Our research group has developed a new technology for oral delivery of drugs for the treatment of Helicobacter pylori infections. The focus of this work was the development of a stomach-specific formulation of amoxicillin based on drug-containing Eudragit®S100 microparticles with a magnetite core. This could be the first attempt to prepare a magnetic system for local delivery of antibiotics, in particular for the treatment of H. pylori infections (É. L. Silva et al., 2009).

4.1.2. Magnetofection

Several systems, including viral and non-viral carriers, have been developed to transfer foreign genetic material into cells with the aim of enhancing gene transfer in vitro and in vivo. Viral vectors can provide a high transfection rate and a rapid transcription of the genetic material inserted in the viral genome. However, viral carriers present potential problems for patients, such as the immunogenicity of the viral proteins, lack of desired tissue selectivity, potential for oncogenesis due to chromosomal integration, and generation of infectious viruses due to recombination.

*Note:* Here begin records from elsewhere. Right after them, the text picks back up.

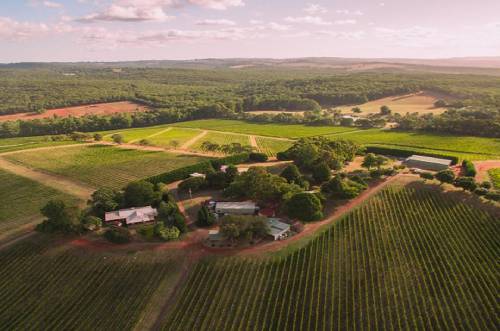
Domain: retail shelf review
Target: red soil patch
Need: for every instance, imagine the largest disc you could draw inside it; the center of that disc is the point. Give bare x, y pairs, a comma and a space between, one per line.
78, 111
482, 168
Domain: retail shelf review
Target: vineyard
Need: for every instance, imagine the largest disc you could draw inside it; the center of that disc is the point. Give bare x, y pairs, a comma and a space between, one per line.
408, 259
100, 165
22, 199
62, 288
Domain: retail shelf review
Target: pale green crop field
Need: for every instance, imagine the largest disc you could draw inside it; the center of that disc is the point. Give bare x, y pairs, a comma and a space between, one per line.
100, 166
180, 135
21, 200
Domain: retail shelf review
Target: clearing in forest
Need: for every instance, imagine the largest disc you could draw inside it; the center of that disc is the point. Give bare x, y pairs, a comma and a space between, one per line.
78, 111
408, 258
421, 102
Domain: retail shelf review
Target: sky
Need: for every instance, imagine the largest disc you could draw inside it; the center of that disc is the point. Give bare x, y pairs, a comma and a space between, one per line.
122, 30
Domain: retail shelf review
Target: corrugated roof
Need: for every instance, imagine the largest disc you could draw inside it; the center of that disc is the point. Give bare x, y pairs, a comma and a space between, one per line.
429, 159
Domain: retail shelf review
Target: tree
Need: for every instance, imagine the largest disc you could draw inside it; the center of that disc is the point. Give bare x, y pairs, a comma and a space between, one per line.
369, 161
445, 176
59, 218
140, 194
467, 183
321, 172
117, 138
104, 200
205, 217
306, 207
384, 110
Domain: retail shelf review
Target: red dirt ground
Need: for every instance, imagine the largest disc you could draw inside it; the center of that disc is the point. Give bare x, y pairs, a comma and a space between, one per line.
482, 168
78, 111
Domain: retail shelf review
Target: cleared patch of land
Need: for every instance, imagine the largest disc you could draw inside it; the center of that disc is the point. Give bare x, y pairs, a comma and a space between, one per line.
422, 103
63, 288
21, 199
495, 177
100, 165
409, 258
78, 111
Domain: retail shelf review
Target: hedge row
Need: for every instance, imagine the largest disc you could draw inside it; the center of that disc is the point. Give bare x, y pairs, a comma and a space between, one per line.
407, 153
201, 167
469, 169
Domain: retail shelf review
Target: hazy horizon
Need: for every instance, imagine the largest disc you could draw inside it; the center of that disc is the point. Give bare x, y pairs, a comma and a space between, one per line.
154, 30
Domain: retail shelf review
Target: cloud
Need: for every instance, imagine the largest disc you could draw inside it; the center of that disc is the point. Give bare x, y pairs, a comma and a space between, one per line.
14, 30
216, 22
315, 20
345, 22
217, 4
314, 9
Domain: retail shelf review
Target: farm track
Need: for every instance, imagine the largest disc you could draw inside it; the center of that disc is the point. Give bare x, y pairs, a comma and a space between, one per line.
193, 140
58, 182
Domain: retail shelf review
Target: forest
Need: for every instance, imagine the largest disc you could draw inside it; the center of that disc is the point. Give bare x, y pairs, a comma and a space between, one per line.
186, 94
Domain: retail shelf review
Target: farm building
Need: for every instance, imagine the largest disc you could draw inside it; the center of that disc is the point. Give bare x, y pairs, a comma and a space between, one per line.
427, 163
235, 208
277, 229
131, 216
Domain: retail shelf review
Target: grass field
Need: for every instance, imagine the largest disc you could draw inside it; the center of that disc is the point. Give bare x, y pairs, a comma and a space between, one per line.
22, 198
409, 259
101, 165
263, 129
272, 146
221, 139
180, 135
422, 103
51, 287
495, 177
17, 144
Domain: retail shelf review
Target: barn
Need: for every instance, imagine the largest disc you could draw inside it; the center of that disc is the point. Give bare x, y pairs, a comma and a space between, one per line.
427, 163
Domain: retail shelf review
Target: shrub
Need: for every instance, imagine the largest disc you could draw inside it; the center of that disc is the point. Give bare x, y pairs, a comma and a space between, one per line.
258, 157
467, 183
306, 207
193, 183
469, 169
445, 176
118, 235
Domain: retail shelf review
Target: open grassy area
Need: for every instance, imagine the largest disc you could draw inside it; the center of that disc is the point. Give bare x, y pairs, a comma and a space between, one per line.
16, 144
221, 139
51, 287
21, 200
100, 165
263, 129
408, 259
495, 177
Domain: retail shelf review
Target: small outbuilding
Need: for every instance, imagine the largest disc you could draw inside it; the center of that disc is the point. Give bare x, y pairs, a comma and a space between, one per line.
427, 163
236, 208
131, 215
277, 229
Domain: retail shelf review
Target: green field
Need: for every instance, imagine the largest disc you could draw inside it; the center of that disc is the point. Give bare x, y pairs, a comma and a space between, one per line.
264, 129
221, 139
271, 146
408, 259
16, 144
100, 165
495, 177
475, 148
180, 135
22, 198
63, 288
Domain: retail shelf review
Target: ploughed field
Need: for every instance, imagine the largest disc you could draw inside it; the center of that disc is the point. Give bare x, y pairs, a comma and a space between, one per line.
408, 259
102, 166
47, 287
78, 111
21, 199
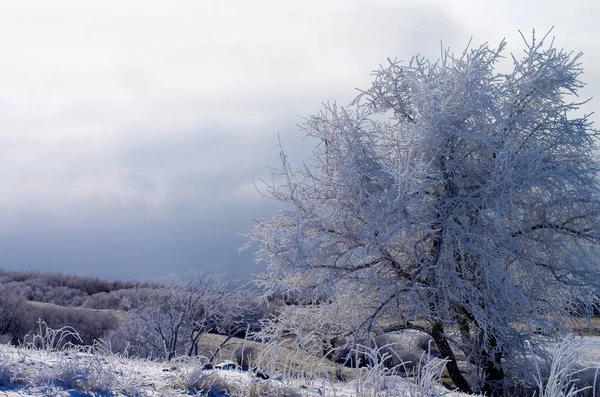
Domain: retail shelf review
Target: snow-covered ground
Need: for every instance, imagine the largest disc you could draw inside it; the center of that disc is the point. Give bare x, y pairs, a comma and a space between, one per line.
26, 372
71, 373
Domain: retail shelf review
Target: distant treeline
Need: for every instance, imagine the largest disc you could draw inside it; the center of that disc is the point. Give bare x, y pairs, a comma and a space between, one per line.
149, 320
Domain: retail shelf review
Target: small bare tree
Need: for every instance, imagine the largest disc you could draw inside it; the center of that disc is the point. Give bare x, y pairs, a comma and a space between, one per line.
179, 305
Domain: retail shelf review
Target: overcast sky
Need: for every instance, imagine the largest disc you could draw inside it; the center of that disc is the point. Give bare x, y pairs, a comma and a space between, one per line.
132, 131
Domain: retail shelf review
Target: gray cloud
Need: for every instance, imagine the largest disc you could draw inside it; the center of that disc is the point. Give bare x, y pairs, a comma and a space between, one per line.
132, 132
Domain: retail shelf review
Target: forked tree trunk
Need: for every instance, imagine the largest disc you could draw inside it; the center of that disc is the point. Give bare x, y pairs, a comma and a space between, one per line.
493, 374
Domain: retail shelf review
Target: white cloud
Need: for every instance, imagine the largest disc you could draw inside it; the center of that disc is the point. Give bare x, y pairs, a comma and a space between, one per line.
121, 111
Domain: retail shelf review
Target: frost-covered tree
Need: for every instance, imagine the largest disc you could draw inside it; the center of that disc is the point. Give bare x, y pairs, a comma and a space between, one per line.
453, 198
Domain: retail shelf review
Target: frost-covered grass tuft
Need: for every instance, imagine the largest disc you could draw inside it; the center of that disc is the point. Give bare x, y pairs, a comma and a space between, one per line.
566, 378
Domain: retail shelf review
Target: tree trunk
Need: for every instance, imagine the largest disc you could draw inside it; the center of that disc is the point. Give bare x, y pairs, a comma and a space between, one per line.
439, 337
493, 374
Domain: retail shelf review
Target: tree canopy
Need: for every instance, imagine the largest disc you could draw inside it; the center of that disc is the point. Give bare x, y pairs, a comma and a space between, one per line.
449, 197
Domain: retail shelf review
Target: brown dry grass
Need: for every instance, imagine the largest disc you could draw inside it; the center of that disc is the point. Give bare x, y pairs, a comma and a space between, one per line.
281, 359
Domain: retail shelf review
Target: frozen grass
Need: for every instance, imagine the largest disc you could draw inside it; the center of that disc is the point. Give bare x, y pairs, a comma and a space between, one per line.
95, 371
566, 378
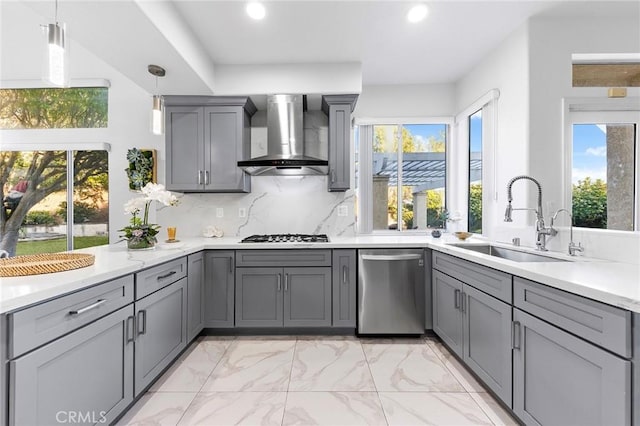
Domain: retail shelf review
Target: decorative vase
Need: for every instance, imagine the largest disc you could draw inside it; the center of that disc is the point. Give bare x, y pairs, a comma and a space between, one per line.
141, 244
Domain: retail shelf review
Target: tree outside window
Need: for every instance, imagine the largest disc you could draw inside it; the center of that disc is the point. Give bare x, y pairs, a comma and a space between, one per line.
34, 183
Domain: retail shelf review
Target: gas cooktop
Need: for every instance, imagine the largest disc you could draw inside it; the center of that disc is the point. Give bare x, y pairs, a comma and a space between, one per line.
287, 238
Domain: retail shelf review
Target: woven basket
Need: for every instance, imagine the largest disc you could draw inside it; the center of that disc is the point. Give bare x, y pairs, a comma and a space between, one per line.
45, 263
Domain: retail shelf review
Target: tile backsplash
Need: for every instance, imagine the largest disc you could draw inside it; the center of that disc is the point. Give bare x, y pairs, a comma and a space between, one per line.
276, 204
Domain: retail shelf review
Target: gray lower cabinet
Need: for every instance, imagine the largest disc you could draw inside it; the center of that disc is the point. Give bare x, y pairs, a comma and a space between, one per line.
276, 297
447, 313
219, 270
477, 327
161, 331
344, 288
85, 377
560, 379
195, 295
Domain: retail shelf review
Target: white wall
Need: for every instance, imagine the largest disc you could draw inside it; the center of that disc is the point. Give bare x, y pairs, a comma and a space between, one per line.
406, 101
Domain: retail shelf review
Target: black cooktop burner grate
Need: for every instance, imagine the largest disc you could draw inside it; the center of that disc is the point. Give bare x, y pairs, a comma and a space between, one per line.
287, 238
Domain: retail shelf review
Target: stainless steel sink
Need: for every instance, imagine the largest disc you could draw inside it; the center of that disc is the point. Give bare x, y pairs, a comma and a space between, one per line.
510, 254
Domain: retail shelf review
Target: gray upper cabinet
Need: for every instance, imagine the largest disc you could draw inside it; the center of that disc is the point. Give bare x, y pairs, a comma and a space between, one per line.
88, 372
195, 295
219, 289
205, 138
161, 331
344, 288
307, 297
338, 108
560, 379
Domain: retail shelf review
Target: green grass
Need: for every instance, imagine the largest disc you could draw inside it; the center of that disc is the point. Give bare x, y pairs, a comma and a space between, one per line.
53, 246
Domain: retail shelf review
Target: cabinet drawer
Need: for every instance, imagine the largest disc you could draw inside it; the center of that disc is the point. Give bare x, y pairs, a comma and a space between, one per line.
39, 324
295, 257
160, 276
602, 324
495, 283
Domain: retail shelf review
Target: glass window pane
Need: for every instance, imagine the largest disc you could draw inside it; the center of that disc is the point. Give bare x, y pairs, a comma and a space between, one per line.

Non-viral vectors are less immunogenic, are easy to produce in large scale and capable of delivering large genetic material, exhibit enhanced biosafety, and can be associated with tissue targeting. However, unlike viral analogues that have evolved to overcome cellular barriers and immune defense mechanisms, non-viral gene carriers exhibit significantly lower transfection efficiency compared with the viral ones. Among the non-viral vectors, the most used compounds are cationic and biodegradable polymers, lipids, liposomes, and niosomes (He et al., 2010).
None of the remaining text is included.